Tabaré Vazquez a largement remporté dimanche le second tour des élections présidentielles en Uruguay, revenant au pouvoir après avoir été le premier dirigeant de gauche du pays, mais avec un regard critique sur la récente légalisation du cannabis.

Ce cancérologue de 74 ans, qui avait présidé le petit pays latino-américain de 2005 à 2010, a obtenu 56,6 % des suffrages selon les résultats définitifs excluant les votes blancs face à son opposant du Parti national (centre droit), Luis Lacalle Pou, 41 ans, fils d'un ancien président.

Dans un discours, M. Vasquez a appelé à une nouvelle approche face aux «nouveaux défis» du pays.

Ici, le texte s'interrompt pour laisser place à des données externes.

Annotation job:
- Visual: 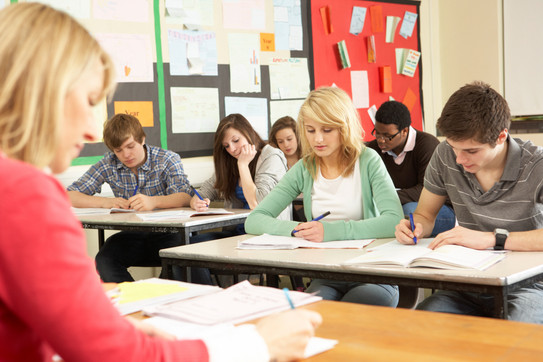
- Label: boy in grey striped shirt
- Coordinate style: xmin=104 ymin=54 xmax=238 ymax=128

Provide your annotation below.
xmin=396 ymin=82 xmax=543 ymax=323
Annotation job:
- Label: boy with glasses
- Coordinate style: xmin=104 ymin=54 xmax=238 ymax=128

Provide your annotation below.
xmin=367 ymin=101 xmax=456 ymax=236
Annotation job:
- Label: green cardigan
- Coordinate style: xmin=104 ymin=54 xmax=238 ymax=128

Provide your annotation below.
xmin=245 ymin=147 xmax=404 ymax=241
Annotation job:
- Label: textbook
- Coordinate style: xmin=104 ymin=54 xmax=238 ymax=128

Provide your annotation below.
xmin=143 ymin=280 xmax=322 ymax=325
xmin=343 ymin=239 xmax=505 ymax=270
xmin=237 ymin=234 xmax=375 ymax=250
xmin=136 ymin=208 xmax=234 ymax=221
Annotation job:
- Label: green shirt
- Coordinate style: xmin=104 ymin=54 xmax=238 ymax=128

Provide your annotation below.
xmin=245 ymin=148 xmax=403 ymax=241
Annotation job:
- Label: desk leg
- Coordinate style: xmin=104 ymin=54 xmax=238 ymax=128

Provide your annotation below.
xmin=494 ymin=288 xmax=509 ymax=319
xmin=98 ymin=229 xmax=106 ymax=250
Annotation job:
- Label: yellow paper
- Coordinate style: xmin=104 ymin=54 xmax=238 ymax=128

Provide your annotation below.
xmin=115 ymin=102 xmax=154 ymax=127
xmin=117 ymin=282 xmax=188 ymax=304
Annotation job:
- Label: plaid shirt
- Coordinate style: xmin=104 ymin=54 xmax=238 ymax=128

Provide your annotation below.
xmin=68 ymin=145 xmax=193 ymax=199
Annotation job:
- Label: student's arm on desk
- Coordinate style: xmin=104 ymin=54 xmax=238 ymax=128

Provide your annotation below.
xmin=128 ymin=192 xmax=191 ymax=211
xmin=68 ymin=191 xmax=130 ymax=209
xmin=395 ymin=188 xmax=447 ymax=244
xmin=245 ymin=162 xmax=303 ymax=236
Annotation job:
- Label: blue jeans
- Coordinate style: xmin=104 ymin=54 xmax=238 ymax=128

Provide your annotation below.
xmin=402 ymin=202 xmax=456 ymax=237
xmin=417 ymin=283 xmax=543 ymax=324
xmin=306 ymin=279 xmax=400 ymax=307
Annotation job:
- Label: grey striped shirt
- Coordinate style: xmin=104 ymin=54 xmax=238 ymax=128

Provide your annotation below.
xmin=424 ymin=136 xmax=543 ymax=231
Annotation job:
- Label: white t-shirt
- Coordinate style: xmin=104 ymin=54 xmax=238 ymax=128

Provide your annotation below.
xmin=311 ymin=160 xmax=364 ymax=221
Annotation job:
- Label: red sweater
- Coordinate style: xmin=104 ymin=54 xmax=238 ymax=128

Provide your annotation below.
xmin=0 ymin=156 xmax=208 ymax=362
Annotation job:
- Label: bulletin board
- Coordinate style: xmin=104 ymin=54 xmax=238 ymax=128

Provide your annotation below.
xmin=310 ymin=0 xmax=423 ymax=140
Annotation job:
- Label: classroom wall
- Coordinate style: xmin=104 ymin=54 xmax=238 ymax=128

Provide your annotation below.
xmin=65 ymin=0 xmax=543 ymax=268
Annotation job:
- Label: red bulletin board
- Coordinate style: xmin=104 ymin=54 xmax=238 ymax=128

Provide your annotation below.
xmin=310 ymin=0 xmax=422 ymax=141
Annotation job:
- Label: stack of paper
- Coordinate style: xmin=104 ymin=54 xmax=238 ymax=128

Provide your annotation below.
xmin=136 ymin=208 xmax=233 ymax=221
xmin=343 ymin=239 xmax=505 ymax=270
xmin=107 ymin=278 xmax=221 ymax=315
xmin=143 ymin=280 xmax=322 ymax=325
xmin=238 ymin=234 xmax=375 ymax=250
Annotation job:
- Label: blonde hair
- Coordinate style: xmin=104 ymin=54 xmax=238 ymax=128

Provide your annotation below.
xmin=298 ymin=87 xmax=364 ymax=179
xmin=0 ymin=3 xmax=114 ymax=168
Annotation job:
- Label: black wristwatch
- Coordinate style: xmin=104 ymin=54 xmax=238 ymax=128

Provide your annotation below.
xmin=494 ymin=229 xmax=509 ymax=250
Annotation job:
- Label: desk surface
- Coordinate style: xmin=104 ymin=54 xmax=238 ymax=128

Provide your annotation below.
xmin=160 ymin=235 xmax=543 ymax=286
xmin=77 ymin=207 xmax=251 ymax=228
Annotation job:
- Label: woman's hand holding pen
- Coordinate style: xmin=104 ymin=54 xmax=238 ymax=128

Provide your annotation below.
xmin=101 ymin=197 xmax=130 ymax=209
xmin=293 ymin=221 xmax=324 ymax=243
xmin=128 ymin=194 xmax=156 ymax=211
xmin=190 ymin=195 xmax=211 ymax=212
xmin=256 ymin=309 xmax=322 ymax=362
xmin=394 ymin=219 xmax=423 ymax=245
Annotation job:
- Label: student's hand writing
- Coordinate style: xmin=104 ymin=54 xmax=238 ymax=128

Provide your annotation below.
xmin=294 ymin=221 xmax=324 ymax=243
xmin=256 ymin=309 xmax=322 ymax=362
xmin=128 ymin=194 xmax=156 ymax=211
xmin=394 ymin=219 xmax=423 ymax=245
xmin=428 ymin=226 xmax=496 ymax=250
xmin=190 ymin=195 xmax=211 ymax=212
xmin=125 ymin=316 xmax=176 ymax=341
xmin=102 ymin=197 xmax=130 ymax=209
xmin=238 ymin=144 xmax=256 ymax=165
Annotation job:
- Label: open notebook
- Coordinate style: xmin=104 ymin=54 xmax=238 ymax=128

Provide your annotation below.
xmin=143 ymin=280 xmax=322 ymax=325
xmin=343 ymin=239 xmax=505 ymax=270
xmin=238 ymin=234 xmax=375 ymax=250
xmin=136 ymin=208 xmax=233 ymax=221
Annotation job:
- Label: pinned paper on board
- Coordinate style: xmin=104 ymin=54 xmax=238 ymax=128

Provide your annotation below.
xmin=379 ymin=65 xmax=392 ymax=93
xmin=368 ymin=104 xmax=377 ymax=126
xmin=402 ymin=88 xmax=417 ymax=112
xmin=337 ymin=40 xmax=351 ymax=69
xmin=396 ymin=48 xmax=420 ymax=77
xmin=349 ymin=6 xmax=367 ymax=35
xmin=386 ymin=16 xmax=401 ymax=43
xmin=351 ymin=70 xmax=370 ymax=108
xmin=370 ymin=5 xmax=384 ymax=33
xmin=260 ymin=33 xmax=275 ymax=52
xmin=367 ymin=35 xmax=377 ymax=63
xmin=113 ymin=101 xmax=154 ymax=127
xmin=400 ymin=11 xmax=418 ymax=39
xmin=319 ymin=6 xmax=334 ymax=34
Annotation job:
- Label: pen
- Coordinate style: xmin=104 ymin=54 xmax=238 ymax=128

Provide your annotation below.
xmin=409 ymin=213 xmax=417 ymax=245
xmin=292 ymin=211 xmax=330 ymax=234
xmin=283 ymin=288 xmax=294 ymax=309
xmin=190 ymin=185 xmax=209 ymax=206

«Ce ne sera pas pareil, car l'Uruguay d'aujourd'hui n'est pas celui de 2005 ou de 2010», a-t-il lancé devant une foule de sympathisants euphoriques, descendus par milliers dans les rues de Montevideo.

Le président élu a plaidé pour un accord national dans la sécurité et l'éducation, deux thèmes-clés de la campagne : «en matière de développement économique et social, ce qui est authentique et durable est le fruit de travaux en commun».

Tabaré Vazquez prendra ses fonctions le 1er mars prochain, assurant un troisième mandat consécutif à la coalition de gauche du Frente Amplio (FA), dont les drapeaux rouge, bleu et blanc étaient agités par la foule dimanche soir dans la capitale.

Il aura la lourde tâche de succéder, avec un style plus classique, à José Mujica, dit «Pepe», coqueluche des médias internationaux pour son franc-parler contre la société de consommation et son mode de vie humble.

Et il devra faire face, d'une part, au ralentissement économique qui touche la région et, d'autre part, à ses propres réticences vis-à-vis de la loi phare de José Mujica, légalisant depuis décembre 2013 la marijuana sous contrôle de l'État.

Car, pendant ses cinq ans au pouvoir, Mujica a fait adopter des lois très progressistes pour l'Amérique latine comme la légalisation de l'avortement, du mariage homosexuel et du cannabis, sujets sur lesquels Tabaré Vazquez n'a pas toujours été d'accord, opposant notamment son véto à la loi sur l'avortement.

Une région qui ralentit

Cancérologue n'ayant jamais cessé d'exercer, même quand il était président, Tabaré Vazquez s'était illustré pendant son premier mandat par de sévères lois anti-tabac, qui avaient valu au pays un procès du fabricant de cigarettes Philip Morris.

Il déconseille fortement la consommation du cannabis, jugeant «incroyable» sa possible vente en pharmacie, prévue dans la loi, et a déjà assuré qu'il mettrait en place «une évaluation stricte de l'impact de cette loi sur la société».

Mais il ne devrait pas revenir sur cette loi pionnière dans le monde, se contentant selon ses mots des «corrections qui seront nécessaires», car la légalisation du cannabis était inscrite au programme du Frente Amplio.

Après avoir lancé, lors de son premier mandat, un plan d'urgence sociale pour relancer le pays après sa pire crise économique (2001-2002), Tabaré Vazquez revient au pouvoir alors que l'embellie semble justement s'essouffler.

Car si l'Uruguay affiche encore une bonne santé, avec un chômage faible (6,2 % en septembre), il faudra toutefois appliquer la rigueur : la région ralentit et le pays affiche un déficit budgétaire et une inflation élevés.

Dimanche soir, de nombreux sympathisants soulignaient les avancées sociales obtenues en dix ans de pouvoir de la gauche. «Nous votons pour le Frente pour tout ce qu'il a fait : les logements, le travail», racontait à l'AFP Shirley Muñoz, femme au foyer de 27 ans.

«Mes enfants étaient sans emploi et ils en ont obtenu un», assurait non loin de là Ana Bellusci, 64 ans, propriétaire d'un magasin.

Dans ce pays de 3,3 millions d'habitants où le vote est obligatoire sous peine d'amende, 2,6 millions d'électeurs étaient appelés aux urnes, cinq semaines après un premier tour doublé d'un scrutin législatif.

Les résultats du 26 octobre, où le Frente Amplio avait maintenu sa majorité parlementaire, étaient encourageants pour Tabaré Vazquez, qui avait recueilli 47,8 % des suffrages, devant Lacalle Pou (30,9 %).

En votant dimanche matin dans le quartier populaire de La Teja, dans l'ouest de Montevideo, il avait d'ailleurs déclaré dans un large sourire : «je ne veux pas vendre la peau de l'ours avant de l'avoir tué».